Quel est le rôle de la machine dans la déconstruction du récit opéré par Alain Robbe-Grillet ?

Le thème de la machine dans le roman d’Alain Robbe-Grillet, Djinn (1981), vient habilement provoquer les attentes du lecteur. Ce dernier, biaisé par les codes usuels du récit, croit faussement y trouver une intrigue à jamais perdue entre les lignes. À l’abri des regards, Simon Lecoeur se voit investi d’une mission secrète par une personne qu’il distingue mal derrière ses attributs de détective. Non seulement ce « Monsieur Jean » se révèle être une Américaine, « Djinn », mais le protagoniste comprend aussi qu’il ne s’agit que d’une machine téléguidée. Dès lors, l’intrigue initiale, soit l’identité de la société secrète, est mise au second plan pour se concentrer sur la recherche de la véritable Djinn, qui ne cesse de se dérober derrière ces artifices techniques.

Ce thème de la machine, qu’Alain Robbe-Grillet connaît bien par sa profession d’ingénieur, est en fait l’un des moyens qu’il emploie pour s’attaquer à la forme traditionnelle du roman « balzacien ». Celui-ci se distingue par un début, une fin, une intrigue, de longs portraits physionomiques des personnages, des situations spatio-temporelles claires.

En prenant le contrepied de la tradition romanesque, l’auteur expose ses œuvres à des conséquences radicales : au lieu d’obéir à une structure claire, le roman devient l’unité de plusieurs plans insignifiants, qui se succèdent et se répètent parfois sans servir de fil directeur. De plus, les personnages demeurent mystérieux : leurs caractéristiques sont vagues, si bien qu’ils ne sont parfois pas nommés. L’histoire se joue désormais entre les lignes, dans le silence, dans le non-dit. Dans La Jalousie (1957), le lecteur est livré uniquement aux suppositions que fait le narrateur sur les activités – même insignifiantes – de A…, que lui-même ne saisit pas bien et rature, avant de les décrire de nouveau autrement. Le lecteur, en quête de réponses, doit certainement comprendre par-là qu’il a devant lui les mots d’un mari obsessionnellement jaloux de sa femme, qui épie et ressasse les mêmes scènes en permanence.

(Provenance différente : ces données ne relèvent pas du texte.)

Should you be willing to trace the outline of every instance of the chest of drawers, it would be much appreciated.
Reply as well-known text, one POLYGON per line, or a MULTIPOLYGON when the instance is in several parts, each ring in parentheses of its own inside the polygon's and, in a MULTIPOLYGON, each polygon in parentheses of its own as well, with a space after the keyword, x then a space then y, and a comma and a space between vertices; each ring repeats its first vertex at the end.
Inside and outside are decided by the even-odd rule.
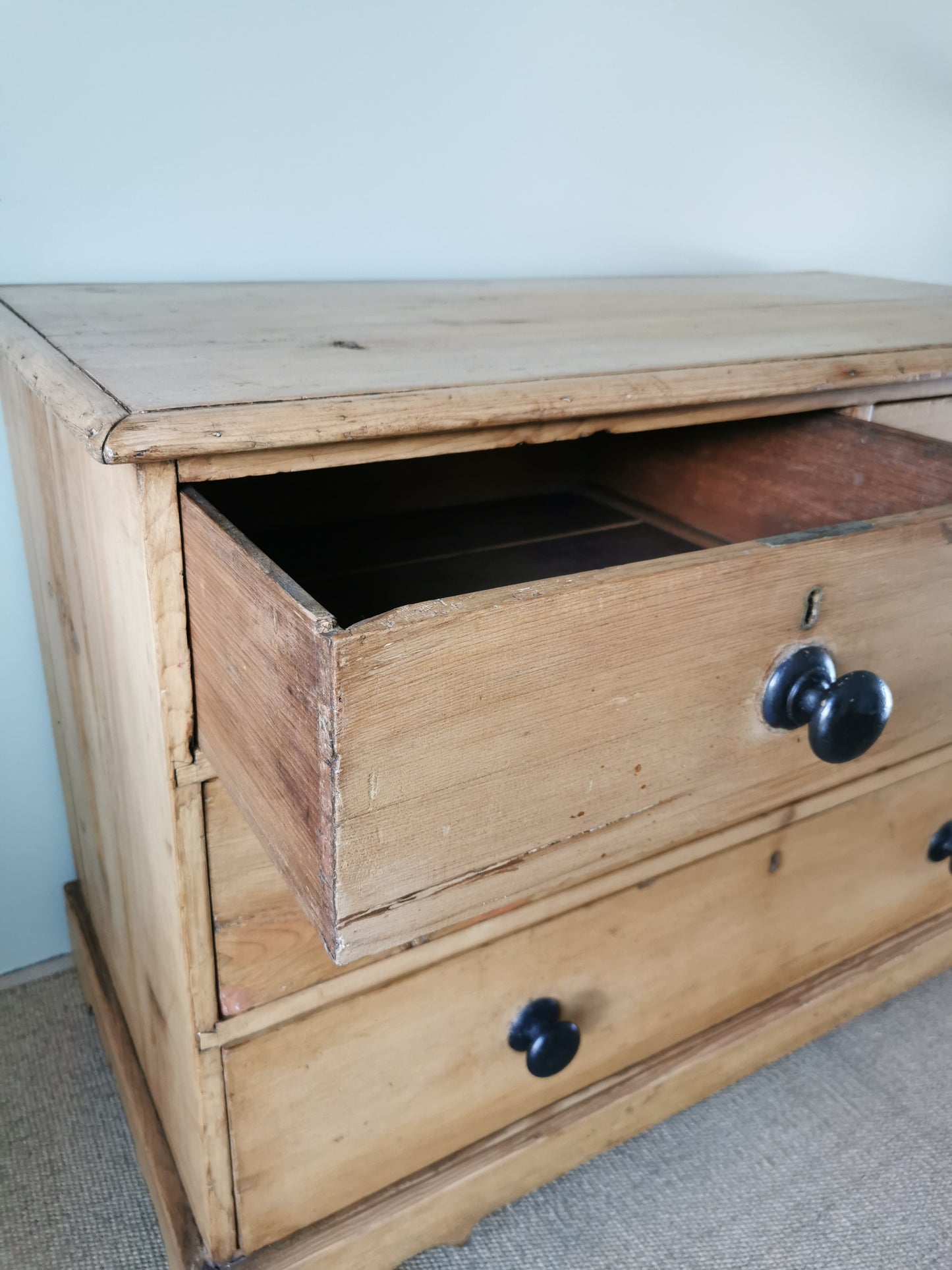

Dans Djinn, la machine est toujours un leurre d’humanité : alors que Simon Lecoeur pense enfin avoir affaire à Djinn, il remarque toujours avoir affaire à une doublure mécanique. Le désir inassouvi de cette rencontre en chair et en os l’absorbe dans des rêveries qui occupent l’espace du roman au détriment de l’action qui se déroule en parallèle. Lorsque la voix de Djinn révèle, par les haut-parleurs, les objectifs de la société secrète pour laquelle il a été missionné, seules des bribes d’informations parviennent au lecteur, correspondant aux rares moments d’attention du narrateur. Djinn, qui se présente toujours à travers une machine, exhorte paradoxalement les nouveaux membres de l’organisation secrète à lutter politiquement par tous les moyens contre le machinisme, accusé de rendre l’homme esclave de la machine. Cette physicalité à jamais absente trouve un écho presque annonciateur dans nos pratiques digitales à l’ère des réseaux sociaux, où l’individu, dissimulé à travers un profil, devient hors d’atteinte.